Just thought I'd share. Does your brother need therapy?

 

Re: And My Therapist Says.... » daisym

Posted by gardenergirl on December 15, 2004, at 0:00:17

In reply to And My Therapist Says...., posted by daisym on December 14, 2004, at 14:36:14

Hi Daisy,
Thanks for passing this along. Interesting about police. I admit when I read this I thought, "did I dream about a police officer?" I had already forgotten that part. But it does make sense that I would like my T to help me deal with issues relating to either my bro or my dad. Probably both, actually.
>
> And airports are also stand ins for therapy. (baggage, terminals, going back, going somewhere new, even the anxiety that travel usually brings on.)

Oh lordy. So does this mean that I think my therapy is old and in need of revitalizing with a new coat of paint? And I am not adequately prepared to do the job? Okay, that last part feels right at times. And funny that I am hanging out in the airport, but I never knew where we were headed. That part definitly rings true!

Does my bro need therapy? And how! He is 40 years old, had never been able to keep a job more than a year or two at best, and that was maybe one job. He always ends up coming home to live with my mom. I think she currently supports him financially so that he can have his own apartment because it was too trying for her to have him living with her this last time.

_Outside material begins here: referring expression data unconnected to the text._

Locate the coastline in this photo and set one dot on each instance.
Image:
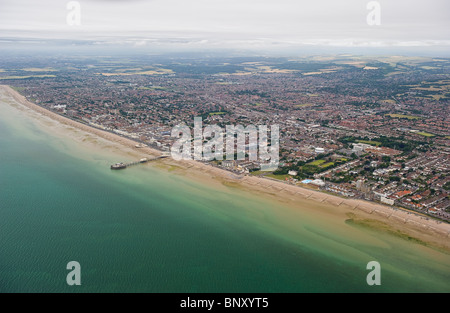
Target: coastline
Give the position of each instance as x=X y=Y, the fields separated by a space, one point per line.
x=413 y=225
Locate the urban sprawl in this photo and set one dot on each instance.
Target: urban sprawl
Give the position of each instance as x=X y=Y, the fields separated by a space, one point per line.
x=369 y=128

He likely is an alcoholic. I wonder if he has ADHD, and I wonder about bipolar. He is the most defended person I have ever met, including patients of mine. Denial is his first, middle, and last names! Um, sound like a hot subject for me?

There was a time recently in therapy when I was kind of minimizing my mother's role in my own stuff, and my T said, "Look at your brother. She literally drove him crazy!" And now seems to have this need to keep him dependent on her. Or co-dependent.

Oh my, yes, I wish he would get therapy, but I cannot talk to him about anything psychological, because he thinks what I have been working my tuckus off for so long is hoo hah.

Okay, end of rant for the moment. Thanks for asking?

;)

gg
>
> Just thought I'd share. Does your brother need therapy?